Charles Liebman, winner of the 2003 Israel Prize in political science and one of the world’s leading analysts of Israeli and American Jewish communities, died last week of a heart attack in Israel. He was 69.
Mr. Liebman, a longtime professor at Bar-Ilan University’s Department of Political Science, earned Israel’s version of the Nobel Prize for his pioneering research on religion and society, and on Israel and world Jewry.
He was at the forefront of the debate about how to ensure the future of the Jewish people, an issue affecting hundreds of millions of dollars and the missions of American Jewish organizations and education groups.

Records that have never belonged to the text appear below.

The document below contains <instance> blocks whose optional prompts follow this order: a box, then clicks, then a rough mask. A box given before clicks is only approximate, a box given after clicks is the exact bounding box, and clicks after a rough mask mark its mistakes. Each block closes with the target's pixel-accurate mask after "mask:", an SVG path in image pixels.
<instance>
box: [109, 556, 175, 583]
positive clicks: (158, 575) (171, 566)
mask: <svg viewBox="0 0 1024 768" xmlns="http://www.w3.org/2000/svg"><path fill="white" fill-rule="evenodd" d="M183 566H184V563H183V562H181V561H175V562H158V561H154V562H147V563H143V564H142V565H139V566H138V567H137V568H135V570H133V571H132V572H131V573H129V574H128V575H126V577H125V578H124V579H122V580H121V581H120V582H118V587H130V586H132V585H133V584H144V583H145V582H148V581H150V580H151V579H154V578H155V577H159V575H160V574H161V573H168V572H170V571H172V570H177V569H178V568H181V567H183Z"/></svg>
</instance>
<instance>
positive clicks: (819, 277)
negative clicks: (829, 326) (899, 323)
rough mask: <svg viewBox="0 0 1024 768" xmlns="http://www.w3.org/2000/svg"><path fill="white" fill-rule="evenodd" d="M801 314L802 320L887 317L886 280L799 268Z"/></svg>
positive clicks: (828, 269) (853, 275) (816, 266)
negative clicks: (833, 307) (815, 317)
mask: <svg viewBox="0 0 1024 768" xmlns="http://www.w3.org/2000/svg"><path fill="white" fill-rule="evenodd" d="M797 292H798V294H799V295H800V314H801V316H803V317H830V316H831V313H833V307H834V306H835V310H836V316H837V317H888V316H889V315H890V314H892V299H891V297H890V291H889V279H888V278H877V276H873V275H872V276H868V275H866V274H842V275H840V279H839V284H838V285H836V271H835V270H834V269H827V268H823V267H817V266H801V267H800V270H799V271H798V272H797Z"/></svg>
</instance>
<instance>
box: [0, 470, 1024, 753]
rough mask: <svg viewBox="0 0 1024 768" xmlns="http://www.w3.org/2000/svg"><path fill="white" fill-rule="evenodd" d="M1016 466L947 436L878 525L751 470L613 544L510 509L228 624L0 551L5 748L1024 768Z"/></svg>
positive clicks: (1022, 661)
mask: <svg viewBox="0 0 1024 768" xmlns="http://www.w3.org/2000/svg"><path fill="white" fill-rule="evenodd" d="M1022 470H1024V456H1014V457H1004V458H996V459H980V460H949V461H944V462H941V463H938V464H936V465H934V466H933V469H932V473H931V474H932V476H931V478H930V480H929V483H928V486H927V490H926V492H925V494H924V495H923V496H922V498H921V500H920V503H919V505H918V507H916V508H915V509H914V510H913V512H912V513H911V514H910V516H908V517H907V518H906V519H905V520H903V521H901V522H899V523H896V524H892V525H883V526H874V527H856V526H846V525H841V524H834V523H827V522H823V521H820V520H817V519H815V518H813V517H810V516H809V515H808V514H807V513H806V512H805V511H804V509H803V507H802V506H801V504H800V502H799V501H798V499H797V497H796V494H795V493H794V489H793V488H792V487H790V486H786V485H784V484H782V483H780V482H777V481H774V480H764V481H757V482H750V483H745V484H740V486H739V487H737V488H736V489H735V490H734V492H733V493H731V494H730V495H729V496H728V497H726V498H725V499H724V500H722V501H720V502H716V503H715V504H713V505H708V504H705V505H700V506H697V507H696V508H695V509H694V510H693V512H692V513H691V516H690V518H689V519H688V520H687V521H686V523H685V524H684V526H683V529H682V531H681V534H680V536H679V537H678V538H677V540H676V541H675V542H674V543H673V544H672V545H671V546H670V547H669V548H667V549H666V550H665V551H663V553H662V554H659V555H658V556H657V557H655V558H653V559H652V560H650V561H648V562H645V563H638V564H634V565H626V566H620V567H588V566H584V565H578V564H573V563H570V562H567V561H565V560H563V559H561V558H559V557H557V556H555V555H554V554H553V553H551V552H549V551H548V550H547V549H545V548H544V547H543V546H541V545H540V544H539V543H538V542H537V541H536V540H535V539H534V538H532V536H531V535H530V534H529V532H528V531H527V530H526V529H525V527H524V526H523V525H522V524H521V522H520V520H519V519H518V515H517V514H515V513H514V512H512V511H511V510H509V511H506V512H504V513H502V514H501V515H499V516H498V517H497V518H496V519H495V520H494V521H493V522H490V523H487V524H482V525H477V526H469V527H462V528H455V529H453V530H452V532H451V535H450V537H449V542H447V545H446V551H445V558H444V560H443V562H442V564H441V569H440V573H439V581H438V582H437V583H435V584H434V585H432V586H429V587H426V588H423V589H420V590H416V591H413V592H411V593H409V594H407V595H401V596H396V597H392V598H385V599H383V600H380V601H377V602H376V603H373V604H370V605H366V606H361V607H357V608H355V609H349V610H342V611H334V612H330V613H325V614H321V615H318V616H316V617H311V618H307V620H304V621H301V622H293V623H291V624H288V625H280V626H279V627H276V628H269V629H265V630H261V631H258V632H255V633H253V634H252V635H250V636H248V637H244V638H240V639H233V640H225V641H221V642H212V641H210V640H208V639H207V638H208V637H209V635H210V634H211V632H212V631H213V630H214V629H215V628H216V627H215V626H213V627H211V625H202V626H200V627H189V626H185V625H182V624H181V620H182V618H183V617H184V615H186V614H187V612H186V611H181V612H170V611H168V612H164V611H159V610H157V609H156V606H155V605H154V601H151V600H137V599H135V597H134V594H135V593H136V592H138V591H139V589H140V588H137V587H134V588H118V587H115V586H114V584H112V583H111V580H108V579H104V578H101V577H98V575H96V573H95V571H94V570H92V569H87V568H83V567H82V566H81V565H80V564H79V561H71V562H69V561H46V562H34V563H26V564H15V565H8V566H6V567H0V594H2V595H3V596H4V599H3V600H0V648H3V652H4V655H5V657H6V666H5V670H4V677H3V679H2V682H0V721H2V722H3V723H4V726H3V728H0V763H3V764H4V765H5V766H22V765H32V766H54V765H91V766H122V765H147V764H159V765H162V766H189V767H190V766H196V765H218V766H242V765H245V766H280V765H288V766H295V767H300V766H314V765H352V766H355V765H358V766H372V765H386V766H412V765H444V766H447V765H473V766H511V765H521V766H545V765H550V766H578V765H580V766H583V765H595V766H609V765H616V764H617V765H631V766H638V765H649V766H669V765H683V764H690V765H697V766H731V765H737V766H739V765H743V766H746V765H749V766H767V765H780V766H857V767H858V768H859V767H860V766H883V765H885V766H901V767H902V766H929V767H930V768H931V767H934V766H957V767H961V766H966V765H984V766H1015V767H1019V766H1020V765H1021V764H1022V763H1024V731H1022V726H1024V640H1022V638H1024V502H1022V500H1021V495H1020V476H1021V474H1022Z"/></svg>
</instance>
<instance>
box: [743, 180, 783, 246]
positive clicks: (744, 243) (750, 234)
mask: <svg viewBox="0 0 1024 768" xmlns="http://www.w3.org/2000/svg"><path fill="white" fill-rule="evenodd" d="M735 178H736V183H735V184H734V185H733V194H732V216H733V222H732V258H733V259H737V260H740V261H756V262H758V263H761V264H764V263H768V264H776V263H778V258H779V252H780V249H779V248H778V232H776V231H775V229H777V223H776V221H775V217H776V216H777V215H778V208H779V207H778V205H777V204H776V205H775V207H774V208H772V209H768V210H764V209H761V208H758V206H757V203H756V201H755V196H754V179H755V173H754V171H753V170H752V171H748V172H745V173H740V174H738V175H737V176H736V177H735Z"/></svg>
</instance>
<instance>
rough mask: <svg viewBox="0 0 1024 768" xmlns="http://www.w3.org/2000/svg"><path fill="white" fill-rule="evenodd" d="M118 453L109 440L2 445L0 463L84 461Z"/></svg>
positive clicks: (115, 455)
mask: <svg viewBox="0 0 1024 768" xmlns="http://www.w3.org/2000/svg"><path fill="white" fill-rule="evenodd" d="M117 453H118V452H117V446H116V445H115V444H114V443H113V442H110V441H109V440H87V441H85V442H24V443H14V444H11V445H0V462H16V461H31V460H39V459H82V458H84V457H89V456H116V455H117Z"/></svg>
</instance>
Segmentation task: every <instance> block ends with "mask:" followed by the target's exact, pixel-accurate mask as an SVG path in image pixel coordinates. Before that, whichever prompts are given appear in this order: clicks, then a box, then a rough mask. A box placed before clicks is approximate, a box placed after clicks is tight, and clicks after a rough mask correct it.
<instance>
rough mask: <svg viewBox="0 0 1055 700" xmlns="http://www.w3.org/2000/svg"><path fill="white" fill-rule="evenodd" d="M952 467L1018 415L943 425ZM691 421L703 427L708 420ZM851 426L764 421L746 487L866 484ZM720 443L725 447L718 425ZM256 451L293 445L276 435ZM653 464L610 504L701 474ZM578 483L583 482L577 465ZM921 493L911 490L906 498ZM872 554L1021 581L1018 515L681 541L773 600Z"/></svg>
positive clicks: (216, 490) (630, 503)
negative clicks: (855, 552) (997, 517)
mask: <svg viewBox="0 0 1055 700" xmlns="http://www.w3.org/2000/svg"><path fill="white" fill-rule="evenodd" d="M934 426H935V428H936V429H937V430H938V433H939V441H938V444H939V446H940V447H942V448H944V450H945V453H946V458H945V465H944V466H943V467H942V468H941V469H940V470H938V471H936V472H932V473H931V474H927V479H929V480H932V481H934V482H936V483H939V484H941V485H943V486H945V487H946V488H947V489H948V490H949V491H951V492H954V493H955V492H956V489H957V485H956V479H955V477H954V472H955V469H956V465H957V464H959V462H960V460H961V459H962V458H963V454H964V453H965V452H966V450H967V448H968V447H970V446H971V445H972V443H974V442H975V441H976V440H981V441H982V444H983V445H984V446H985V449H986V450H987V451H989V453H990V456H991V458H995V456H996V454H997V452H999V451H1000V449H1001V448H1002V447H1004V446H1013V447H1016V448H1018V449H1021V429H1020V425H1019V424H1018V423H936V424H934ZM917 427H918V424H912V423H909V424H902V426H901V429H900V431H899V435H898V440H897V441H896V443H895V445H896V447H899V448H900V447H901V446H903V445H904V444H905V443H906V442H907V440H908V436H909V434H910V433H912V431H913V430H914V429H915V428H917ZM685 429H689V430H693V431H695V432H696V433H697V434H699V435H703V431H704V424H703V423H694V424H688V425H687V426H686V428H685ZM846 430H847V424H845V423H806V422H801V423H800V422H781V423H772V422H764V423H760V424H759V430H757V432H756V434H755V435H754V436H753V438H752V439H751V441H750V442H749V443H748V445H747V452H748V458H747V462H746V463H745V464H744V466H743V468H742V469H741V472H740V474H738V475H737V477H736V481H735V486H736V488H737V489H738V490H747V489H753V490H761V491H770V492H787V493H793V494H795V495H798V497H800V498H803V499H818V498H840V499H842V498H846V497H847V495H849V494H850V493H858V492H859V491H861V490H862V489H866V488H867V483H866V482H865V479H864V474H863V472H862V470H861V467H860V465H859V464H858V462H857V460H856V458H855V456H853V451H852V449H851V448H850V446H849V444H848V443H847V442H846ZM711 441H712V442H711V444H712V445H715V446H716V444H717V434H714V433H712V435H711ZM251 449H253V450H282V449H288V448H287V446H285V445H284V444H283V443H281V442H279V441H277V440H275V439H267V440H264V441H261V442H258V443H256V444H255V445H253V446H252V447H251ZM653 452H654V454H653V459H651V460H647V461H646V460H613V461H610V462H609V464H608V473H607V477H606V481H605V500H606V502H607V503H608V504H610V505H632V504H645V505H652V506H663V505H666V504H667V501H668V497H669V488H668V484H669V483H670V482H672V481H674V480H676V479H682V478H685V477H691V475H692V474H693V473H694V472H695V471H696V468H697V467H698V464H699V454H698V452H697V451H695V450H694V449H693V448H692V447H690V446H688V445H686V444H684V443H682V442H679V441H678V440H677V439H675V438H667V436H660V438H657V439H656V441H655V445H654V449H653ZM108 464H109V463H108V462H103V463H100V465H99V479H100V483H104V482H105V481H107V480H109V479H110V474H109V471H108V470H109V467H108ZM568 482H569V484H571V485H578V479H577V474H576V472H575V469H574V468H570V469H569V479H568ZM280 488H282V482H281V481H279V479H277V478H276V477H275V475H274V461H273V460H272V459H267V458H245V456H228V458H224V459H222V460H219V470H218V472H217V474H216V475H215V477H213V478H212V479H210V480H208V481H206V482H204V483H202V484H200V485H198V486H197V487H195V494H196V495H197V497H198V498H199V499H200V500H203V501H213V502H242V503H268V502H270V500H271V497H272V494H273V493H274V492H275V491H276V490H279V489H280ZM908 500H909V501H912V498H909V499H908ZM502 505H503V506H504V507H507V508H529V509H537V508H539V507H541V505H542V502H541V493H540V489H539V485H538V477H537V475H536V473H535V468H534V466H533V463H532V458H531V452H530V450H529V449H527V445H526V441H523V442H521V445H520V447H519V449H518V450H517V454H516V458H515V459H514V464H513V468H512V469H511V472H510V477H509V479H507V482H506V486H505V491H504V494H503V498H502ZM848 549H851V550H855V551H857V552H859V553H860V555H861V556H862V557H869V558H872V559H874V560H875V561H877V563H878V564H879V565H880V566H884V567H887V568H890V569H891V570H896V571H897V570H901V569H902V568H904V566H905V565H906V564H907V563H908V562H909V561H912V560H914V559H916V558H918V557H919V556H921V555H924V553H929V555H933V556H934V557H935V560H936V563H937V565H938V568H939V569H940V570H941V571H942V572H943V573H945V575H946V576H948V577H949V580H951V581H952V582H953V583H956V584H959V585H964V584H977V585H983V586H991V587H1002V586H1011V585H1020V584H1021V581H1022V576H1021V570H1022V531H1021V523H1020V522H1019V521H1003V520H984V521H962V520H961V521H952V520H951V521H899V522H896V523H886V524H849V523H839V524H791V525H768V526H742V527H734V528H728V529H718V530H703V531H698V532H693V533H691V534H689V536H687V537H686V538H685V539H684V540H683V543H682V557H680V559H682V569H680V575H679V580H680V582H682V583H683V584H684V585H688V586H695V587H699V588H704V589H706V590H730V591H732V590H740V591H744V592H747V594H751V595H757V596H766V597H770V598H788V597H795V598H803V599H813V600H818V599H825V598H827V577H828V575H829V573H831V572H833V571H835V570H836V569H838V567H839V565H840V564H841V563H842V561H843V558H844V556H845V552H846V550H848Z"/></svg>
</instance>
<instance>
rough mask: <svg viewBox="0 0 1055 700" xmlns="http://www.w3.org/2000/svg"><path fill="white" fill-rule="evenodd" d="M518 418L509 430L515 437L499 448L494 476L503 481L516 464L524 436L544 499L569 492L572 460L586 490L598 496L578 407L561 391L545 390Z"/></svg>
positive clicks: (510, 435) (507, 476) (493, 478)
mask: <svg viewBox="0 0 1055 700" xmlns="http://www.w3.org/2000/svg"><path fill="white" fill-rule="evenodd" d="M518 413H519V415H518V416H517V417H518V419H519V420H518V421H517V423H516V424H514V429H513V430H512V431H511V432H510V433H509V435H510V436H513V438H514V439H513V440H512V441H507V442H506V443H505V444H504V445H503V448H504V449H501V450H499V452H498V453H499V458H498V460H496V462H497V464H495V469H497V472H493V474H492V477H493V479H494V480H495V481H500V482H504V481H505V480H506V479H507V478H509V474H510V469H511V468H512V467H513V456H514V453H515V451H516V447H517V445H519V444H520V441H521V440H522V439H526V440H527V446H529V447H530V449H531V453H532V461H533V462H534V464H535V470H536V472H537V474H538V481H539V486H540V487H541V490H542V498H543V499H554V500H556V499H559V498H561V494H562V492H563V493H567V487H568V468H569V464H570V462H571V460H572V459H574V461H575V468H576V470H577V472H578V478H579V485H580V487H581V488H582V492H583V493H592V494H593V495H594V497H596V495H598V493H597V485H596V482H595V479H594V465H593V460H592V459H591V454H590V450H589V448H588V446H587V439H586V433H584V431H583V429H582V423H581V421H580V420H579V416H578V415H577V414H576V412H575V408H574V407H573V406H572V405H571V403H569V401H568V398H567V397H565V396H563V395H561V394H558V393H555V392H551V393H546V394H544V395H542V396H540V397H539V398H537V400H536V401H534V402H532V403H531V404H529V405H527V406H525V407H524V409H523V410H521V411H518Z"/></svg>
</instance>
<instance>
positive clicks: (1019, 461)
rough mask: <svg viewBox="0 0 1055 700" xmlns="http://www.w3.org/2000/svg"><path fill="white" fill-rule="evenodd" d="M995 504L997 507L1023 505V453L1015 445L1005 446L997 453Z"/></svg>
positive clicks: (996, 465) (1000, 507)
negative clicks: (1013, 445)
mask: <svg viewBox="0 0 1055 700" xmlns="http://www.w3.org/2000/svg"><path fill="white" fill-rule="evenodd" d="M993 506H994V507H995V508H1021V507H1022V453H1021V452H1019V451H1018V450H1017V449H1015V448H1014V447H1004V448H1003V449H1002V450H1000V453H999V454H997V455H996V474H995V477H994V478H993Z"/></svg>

Mr. Liebman was a sharp critic of the 1990 National Jewish Population Survey’s findings of rampant intermarriage and assimilation, and of the Jewish community’s response to what he called false data.
While the Jewish establishment responded to the survey by creating a broad range of expensive outreach programs aimed at bringing assimilated Jews back into the fold, Mr. Liebman advocated focusing on strengthening the core of committed Jews as the most effective means of combating assimilation.
"Outreach to marginalized Jews will not stem the tide of assimilation and intermarriage among diaspora Jewry," he argued.
"Professor Liebman’s research has helped us to understand the differences between North American and Israeli Jewry, the worrying phenomenon of Jewish assimilation in North America and the role of religion in Israeli society," said Bar-Ilan University President Moshe Kaveh. "He will be greatly missed."
"The fact that the Department of Political Studies is at the academic forefront is due in large measure to Professor Liebman," said Mr. Liebman’s friend and colleague Professor Shmuel Sandler, a former chairman of the department. "As one of the founders of the department, he was active in recruiting many of its current faculty members, myself included. He was very involved in the department until his retirement."
Mr. Liebman was director of Bar-Ilan University’s Argov Institute for the Study of Israel and the Jewish People until his retirement earlier this year.
He received the 1998 Cultural Achievement Award in the field of Jewish social thought from Israel’s National Foundation for Jewish Culture.
Mr. Liebman, a New York City native, began his career studying public administration and local politics, in which he received his Ph.D. But he soon switched to American Jewish sociology while teaching political science at Yeshiva University.
In 1969 he joined Bar-Ilan University after moving to Israel with his wife, Carol, and their three children, according to a university spokeswoman.
A frequent lecturer before American Jewish audiences, Mr. Liebman published more than 14 books and 90 articles. His latest studies dealt with religion and politics in Israel, tracing the increased importance of religious parties and religious symbols in Israeli society.
His book "Choosing Survival: Strategies for a Jewish Future," co-authored with Bar-Ilan University Professor Bernard Susser, was published in 1999 by Oxford University Press and was recently translated into Hebrew.